Standing alongside Norwegian Prime Minister Erna Solberg at a White House press conference this week, Donald Trump boasted, “In November, we started delivering the first F-52s and F-35 fighter jets.”
That wouldn’t be especially notable, were it not for the fact that there’s no such thing as an F-52. The Washington Post reported yesterday that the plane does exist in a popular video game.
President Trump’s announcement of U.S.-made F-52s fighter aircraft delivered to Norway may have rattled its neighbor Russia, the source of rising tension among NATO allies.
Was it a secret advanced jet capable of beating its Russian counterparts? A ruse to fool intelligence analysts?
Neither, it turns out.

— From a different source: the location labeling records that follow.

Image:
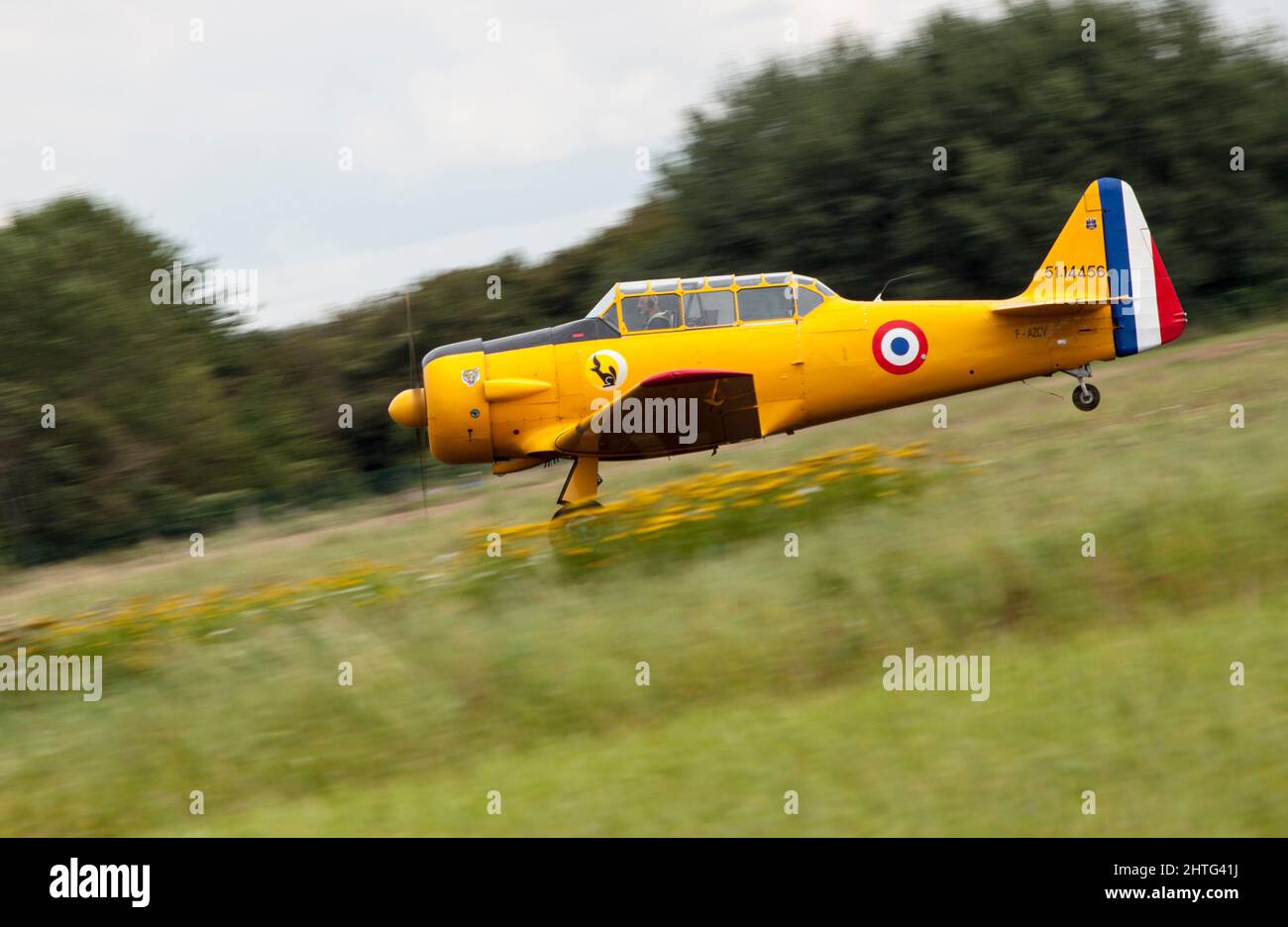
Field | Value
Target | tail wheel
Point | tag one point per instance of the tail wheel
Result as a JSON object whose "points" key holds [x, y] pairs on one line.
{"points": [[1086, 397]]}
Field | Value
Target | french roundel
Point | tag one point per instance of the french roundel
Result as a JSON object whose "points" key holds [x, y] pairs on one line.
{"points": [[900, 347]]}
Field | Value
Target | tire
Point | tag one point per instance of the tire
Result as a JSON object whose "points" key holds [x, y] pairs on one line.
{"points": [[1082, 402]]}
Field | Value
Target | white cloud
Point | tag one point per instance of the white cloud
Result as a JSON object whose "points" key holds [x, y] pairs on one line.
{"points": [[463, 149]]}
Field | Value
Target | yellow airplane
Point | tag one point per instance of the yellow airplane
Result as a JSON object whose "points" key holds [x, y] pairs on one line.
{"points": [[681, 364]]}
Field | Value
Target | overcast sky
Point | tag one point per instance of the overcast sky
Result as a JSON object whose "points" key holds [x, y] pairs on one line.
{"points": [[476, 127]]}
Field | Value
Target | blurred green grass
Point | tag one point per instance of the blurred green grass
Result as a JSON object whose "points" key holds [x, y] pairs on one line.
{"points": [[1109, 673]]}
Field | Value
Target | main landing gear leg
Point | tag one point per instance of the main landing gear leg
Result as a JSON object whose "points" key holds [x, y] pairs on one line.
{"points": [[581, 487], [1085, 395]]}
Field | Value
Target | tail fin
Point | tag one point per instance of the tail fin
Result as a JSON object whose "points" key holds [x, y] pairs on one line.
{"points": [[1107, 254]]}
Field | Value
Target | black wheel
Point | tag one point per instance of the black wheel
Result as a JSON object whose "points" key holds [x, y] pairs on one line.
{"points": [[1086, 397]]}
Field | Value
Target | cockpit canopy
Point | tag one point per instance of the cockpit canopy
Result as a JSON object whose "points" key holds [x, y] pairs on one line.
{"points": [[708, 301]]}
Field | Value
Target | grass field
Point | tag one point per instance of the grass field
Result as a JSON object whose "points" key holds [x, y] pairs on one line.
{"points": [[518, 673]]}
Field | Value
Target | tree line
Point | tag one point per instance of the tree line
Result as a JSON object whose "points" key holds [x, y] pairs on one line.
{"points": [[953, 157]]}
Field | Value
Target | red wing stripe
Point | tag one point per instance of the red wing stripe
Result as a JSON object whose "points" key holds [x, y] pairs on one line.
{"points": [[671, 377]]}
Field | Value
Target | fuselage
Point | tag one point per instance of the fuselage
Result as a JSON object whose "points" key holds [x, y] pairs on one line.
{"points": [[806, 371]]}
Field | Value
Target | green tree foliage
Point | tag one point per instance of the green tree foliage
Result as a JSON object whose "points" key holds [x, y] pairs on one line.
{"points": [[175, 419]]}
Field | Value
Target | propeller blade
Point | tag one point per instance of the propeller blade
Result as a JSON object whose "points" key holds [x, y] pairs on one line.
{"points": [[417, 382]]}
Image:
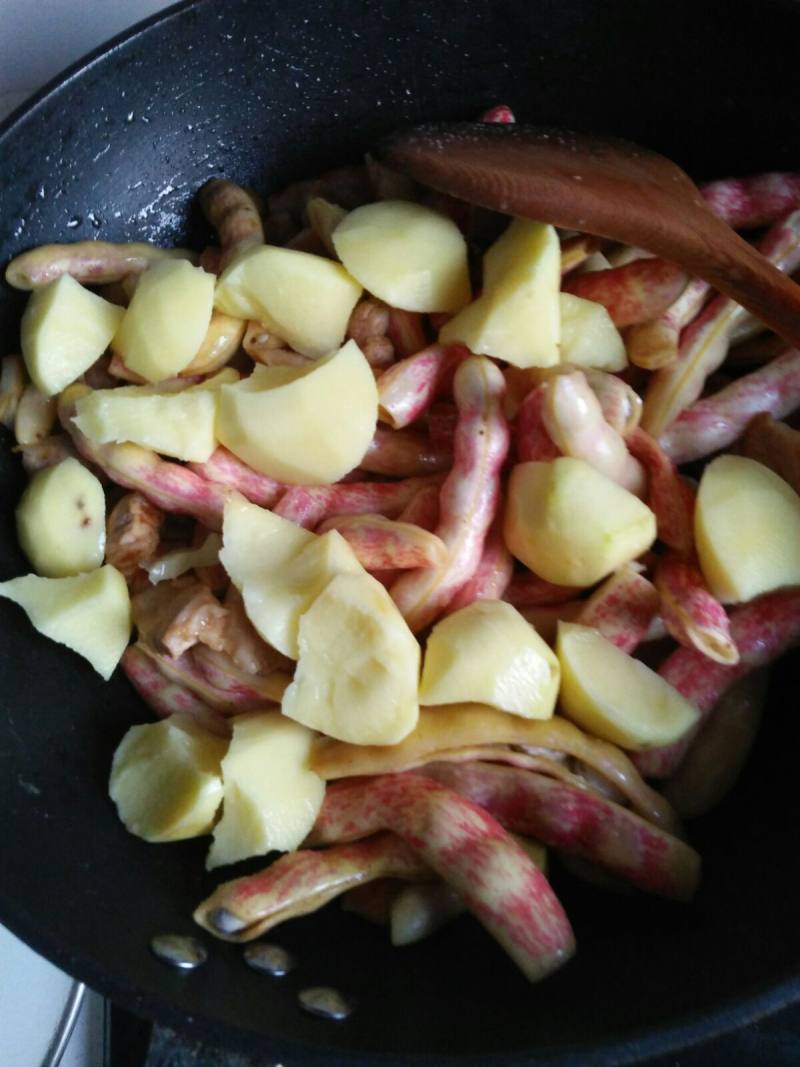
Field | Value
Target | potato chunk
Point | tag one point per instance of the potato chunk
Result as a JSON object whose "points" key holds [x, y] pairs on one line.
{"points": [[571, 524], [61, 520], [406, 254], [486, 652], [280, 569], [89, 612], [747, 529], [165, 779], [271, 795], [303, 298], [589, 338], [358, 668], [306, 425], [517, 316], [616, 697], [173, 424], [64, 330], [166, 319]]}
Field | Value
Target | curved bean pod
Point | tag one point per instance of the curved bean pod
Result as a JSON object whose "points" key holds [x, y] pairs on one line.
{"points": [[622, 608], [691, 614], [574, 420], [776, 445], [469, 494], [403, 454], [164, 697], [234, 215], [467, 727], [469, 850], [301, 882], [382, 543], [308, 505], [492, 575], [578, 822], [758, 201], [409, 387], [669, 495], [225, 470], [716, 421], [637, 291], [532, 440]]}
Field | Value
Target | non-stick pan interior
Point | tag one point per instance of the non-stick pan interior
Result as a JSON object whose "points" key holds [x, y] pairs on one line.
{"points": [[265, 93]]}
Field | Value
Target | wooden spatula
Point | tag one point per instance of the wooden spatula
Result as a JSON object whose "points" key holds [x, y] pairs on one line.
{"points": [[601, 186]]}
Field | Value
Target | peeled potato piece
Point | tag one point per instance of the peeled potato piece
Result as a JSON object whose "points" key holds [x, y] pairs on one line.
{"points": [[616, 697], [272, 797], [278, 586], [301, 297], [280, 569], [166, 319], [165, 779], [571, 524], [589, 338], [406, 254], [180, 425], [64, 330], [61, 520], [305, 425], [517, 316], [89, 612], [747, 529], [358, 668], [488, 652]]}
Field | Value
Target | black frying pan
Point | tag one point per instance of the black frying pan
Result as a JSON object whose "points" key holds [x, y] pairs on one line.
{"points": [[267, 92]]}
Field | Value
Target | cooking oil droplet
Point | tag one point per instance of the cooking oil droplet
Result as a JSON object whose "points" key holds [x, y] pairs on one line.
{"points": [[325, 1002]]}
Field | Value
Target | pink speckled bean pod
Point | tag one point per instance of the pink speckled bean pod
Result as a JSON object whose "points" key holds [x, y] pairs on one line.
{"points": [[715, 423], [577, 821], [225, 470], [573, 417], [308, 505], [408, 388], [500, 113], [91, 263], [622, 608], [382, 543], [422, 509], [758, 201], [527, 589], [637, 291], [533, 443], [704, 345], [493, 574], [169, 486], [469, 494], [403, 454], [654, 345], [669, 495], [164, 697], [467, 848], [762, 631], [185, 670], [301, 882], [405, 332], [691, 614]]}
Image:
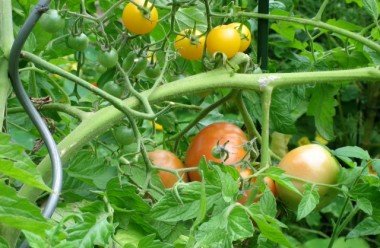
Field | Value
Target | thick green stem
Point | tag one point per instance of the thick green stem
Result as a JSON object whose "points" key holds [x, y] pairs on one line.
{"points": [[6, 27], [5, 87], [65, 108], [369, 43], [6, 41], [105, 118], [265, 105]]}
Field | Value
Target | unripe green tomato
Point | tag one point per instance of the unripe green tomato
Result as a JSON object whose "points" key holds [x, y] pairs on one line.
{"points": [[109, 58], [312, 163], [78, 42], [124, 135], [152, 70], [133, 59], [113, 88], [51, 21]]}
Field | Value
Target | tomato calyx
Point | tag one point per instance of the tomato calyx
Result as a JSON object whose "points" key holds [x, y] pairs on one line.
{"points": [[220, 151]]}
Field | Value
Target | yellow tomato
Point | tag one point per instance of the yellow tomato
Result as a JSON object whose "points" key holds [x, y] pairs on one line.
{"points": [[245, 35], [136, 20], [190, 44], [224, 39]]}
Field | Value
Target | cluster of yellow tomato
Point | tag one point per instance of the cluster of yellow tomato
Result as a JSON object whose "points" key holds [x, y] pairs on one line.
{"points": [[141, 17]]}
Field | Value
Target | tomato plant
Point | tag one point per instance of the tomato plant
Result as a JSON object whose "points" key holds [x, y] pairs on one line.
{"points": [[51, 21], [134, 64], [314, 164], [78, 42], [138, 18], [306, 72], [224, 39], [224, 134], [168, 160], [245, 35], [124, 135], [113, 88], [109, 58], [190, 44]]}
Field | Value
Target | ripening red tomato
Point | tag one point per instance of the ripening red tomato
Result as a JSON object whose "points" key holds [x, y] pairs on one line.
{"points": [[314, 164], [168, 160], [224, 39], [205, 142]]}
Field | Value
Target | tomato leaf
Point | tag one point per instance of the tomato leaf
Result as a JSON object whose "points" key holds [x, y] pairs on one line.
{"points": [[19, 213], [322, 107], [376, 165], [352, 152], [170, 209], [92, 230], [151, 242], [365, 205], [348, 176], [3, 243], [367, 227], [371, 6], [91, 169], [222, 229], [270, 230], [268, 203], [16, 164], [309, 201], [279, 176]]}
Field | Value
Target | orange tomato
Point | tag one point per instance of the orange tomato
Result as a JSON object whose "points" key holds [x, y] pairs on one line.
{"points": [[207, 139]]}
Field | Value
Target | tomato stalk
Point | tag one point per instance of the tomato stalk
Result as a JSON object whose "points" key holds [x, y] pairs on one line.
{"points": [[6, 40]]}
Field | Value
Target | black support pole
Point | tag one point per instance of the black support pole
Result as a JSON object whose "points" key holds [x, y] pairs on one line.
{"points": [[262, 39]]}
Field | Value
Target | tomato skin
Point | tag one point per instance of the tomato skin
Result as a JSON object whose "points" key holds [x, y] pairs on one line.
{"points": [[245, 35], [78, 42], [204, 142], [168, 160], [312, 163], [51, 21], [269, 184], [113, 88], [135, 21], [223, 39], [124, 135], [109, 58], [190, 48]]}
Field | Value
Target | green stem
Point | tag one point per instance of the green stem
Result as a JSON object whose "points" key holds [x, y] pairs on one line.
{"points": [[118, 103], [6, 41], [251, 128], [105, 118], [6, 27], [369, 43], [250, 125], [318, 16], [199, 117], [65, 108], [265, 102], [5, 87]]}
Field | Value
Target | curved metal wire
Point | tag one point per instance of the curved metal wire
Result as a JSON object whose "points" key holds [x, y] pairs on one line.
{"points": [[21, 94]]}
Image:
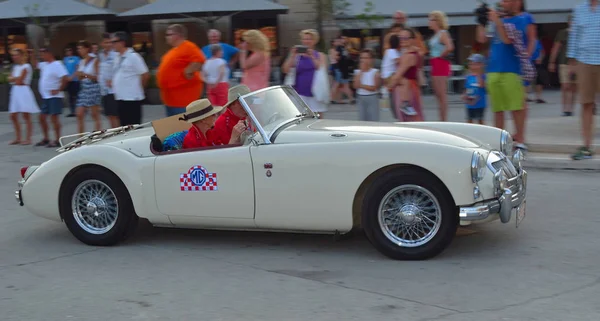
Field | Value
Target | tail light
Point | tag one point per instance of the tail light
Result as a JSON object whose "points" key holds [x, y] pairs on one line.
{"points": [[23, 171]]}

The “F-52” is a fictional jet only available to fly if you’re a gamer at the controls of “Call of Duty: Advanced Warfare.”
In fairness, at the same press conference, Trump went on to talk about 52 of the F-35 fighter jets — it’s likely he confused the numbers while reading from his prepared text — but in this case, that was wrong, too: Norwegian officials have so far authorized funding for 40 of the planes, not 52. The president made no effort to correct the record.
Indeed, the Daily Beast‘s Spencer Ackerman joked, “You laugh but I promise you [Lockheed Martin, the defense company that makes the F-35] is scrambling to design an F-52 knowing that the administration would buy it just to avoid admitting a Trump error.”
All of which brings us back to a familiar thesis: the president keeps saying odd things about airplanes.
This came up a week ago, when Trump foolishly tried to take credit for the safety of commercial air travel, but as regular readers know, it wasn’t an isolated incident.